Benjamin Griveaux a abandonné la course (mal embarquée) à la mairie de Paris suite à la divulgation d’images intimes. Un tsunami médiatique qui pose la question du rapport entre vie publique, vie privée et vie numérique. Décryptage avec Ludovic Broyer, fondateur d’IProtego et expert de la protection de la vie numérique et des données personnelles.
Forbes France : Entre les « fuites » des images révélant l’intimité sexuelle de Benjamin Griveaux et sa démission, il s’est passé moins de 24 heures : que révèle cette extrême rapidité ?

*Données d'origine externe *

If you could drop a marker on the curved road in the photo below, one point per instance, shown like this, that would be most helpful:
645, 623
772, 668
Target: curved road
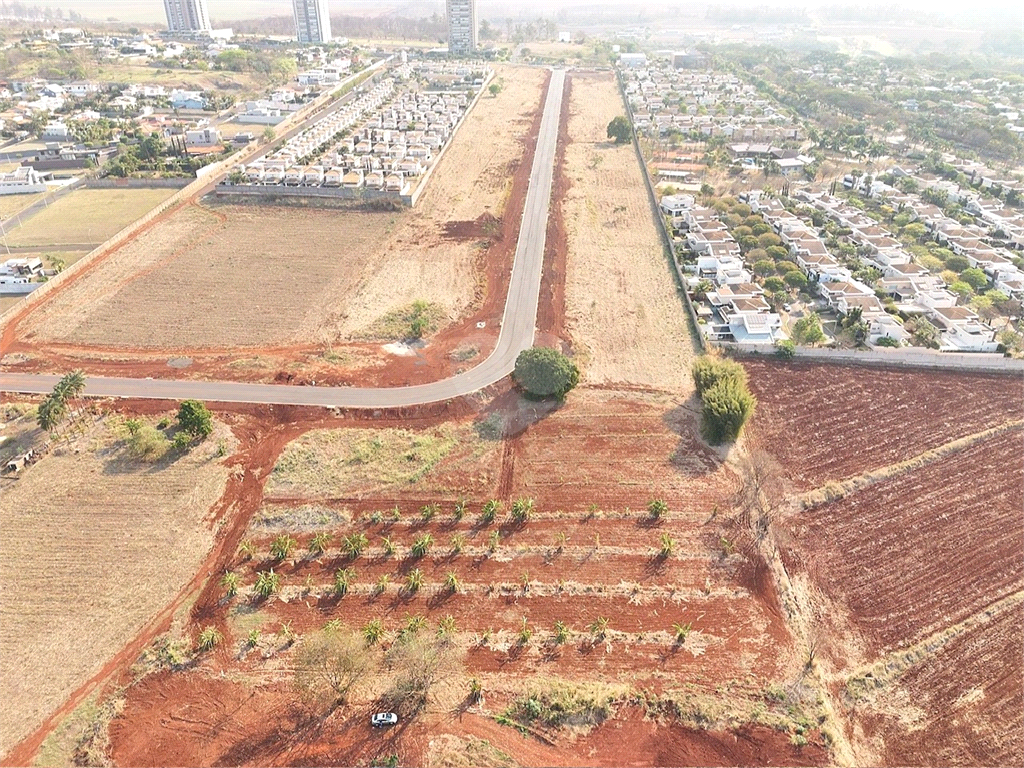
518, 323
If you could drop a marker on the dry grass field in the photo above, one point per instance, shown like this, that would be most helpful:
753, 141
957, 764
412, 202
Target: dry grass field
244, 275
93, 546
85, 216
10, 205
628, 324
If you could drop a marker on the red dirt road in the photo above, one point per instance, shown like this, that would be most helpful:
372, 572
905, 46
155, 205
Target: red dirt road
208, 721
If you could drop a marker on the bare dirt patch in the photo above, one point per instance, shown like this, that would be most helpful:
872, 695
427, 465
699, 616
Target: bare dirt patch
627, 322
93, 546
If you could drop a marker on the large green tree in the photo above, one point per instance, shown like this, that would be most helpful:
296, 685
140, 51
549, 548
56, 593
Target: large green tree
545, 373
620, 130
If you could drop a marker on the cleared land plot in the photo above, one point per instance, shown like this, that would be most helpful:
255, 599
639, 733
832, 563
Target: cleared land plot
93, 546
919, 552
356, 463
624, 313
825, 422
12, 204
963, 706
241, 276
86, 216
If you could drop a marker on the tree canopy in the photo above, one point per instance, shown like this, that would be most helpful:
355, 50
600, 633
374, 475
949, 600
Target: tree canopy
620, 130
545, 373
195, 418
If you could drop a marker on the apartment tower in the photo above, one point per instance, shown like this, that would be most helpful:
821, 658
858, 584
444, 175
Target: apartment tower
462, 27
312, 20
186, 15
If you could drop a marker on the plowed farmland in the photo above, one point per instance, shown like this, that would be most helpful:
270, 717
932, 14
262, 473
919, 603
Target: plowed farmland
907, 558
600, 586
964, 706
963, 511
826, 422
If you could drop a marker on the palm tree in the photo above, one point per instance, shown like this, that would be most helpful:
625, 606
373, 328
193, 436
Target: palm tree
446, 627
209, 638
682, 631
522, 508
373, 631
320, 543
230, 583
421, 545
282, 547
267, 583
354, 545
489, 511
342, 581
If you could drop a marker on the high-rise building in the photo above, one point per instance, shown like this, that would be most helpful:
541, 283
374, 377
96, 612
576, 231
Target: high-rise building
312, 20
186, 15
462, 27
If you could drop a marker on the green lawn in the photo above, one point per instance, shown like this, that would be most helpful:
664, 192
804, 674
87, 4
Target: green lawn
85, 216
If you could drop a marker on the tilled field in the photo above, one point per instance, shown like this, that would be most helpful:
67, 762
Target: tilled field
589, 559
965, 706
825, 422
910, 555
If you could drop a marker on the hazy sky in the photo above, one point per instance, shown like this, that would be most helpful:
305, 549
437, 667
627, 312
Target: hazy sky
150, 10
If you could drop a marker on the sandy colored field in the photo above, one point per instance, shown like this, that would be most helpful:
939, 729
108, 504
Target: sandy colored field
627, 321
245, 275
93, 546
12, 204
86, 216
359, 463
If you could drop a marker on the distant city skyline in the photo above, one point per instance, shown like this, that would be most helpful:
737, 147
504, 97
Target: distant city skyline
187, 15
312, 20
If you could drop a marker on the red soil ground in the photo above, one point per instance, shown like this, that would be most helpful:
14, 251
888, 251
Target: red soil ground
825, 422
922, 551
972, 694
208, 721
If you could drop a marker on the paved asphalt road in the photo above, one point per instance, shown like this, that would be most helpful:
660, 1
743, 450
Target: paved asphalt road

Ludovic Broyer : De tout temps, les scandales sexuels ont eu cette faculté de captiver l’attention du public bien au-delà du raisonnable. Sans doute cela fait-il appel à une caractéristique humaine qui fait que ces sujets nous intéressent, car dans le fond, quelle importance y a-t-il qu’une personne envoie une photo à caractère sexuel à quelqu’un d’autre, dans un cadre librement consenti des deux côtés ? Aucune. C’est trivial. C’est sans aucun rapport avec sa capacité professionnelle à occuper une fonction précise. Et pourtant, il se retrouve obligé d’abandonner, sous peine sans doute, d’en voir fleurir de nouvelles.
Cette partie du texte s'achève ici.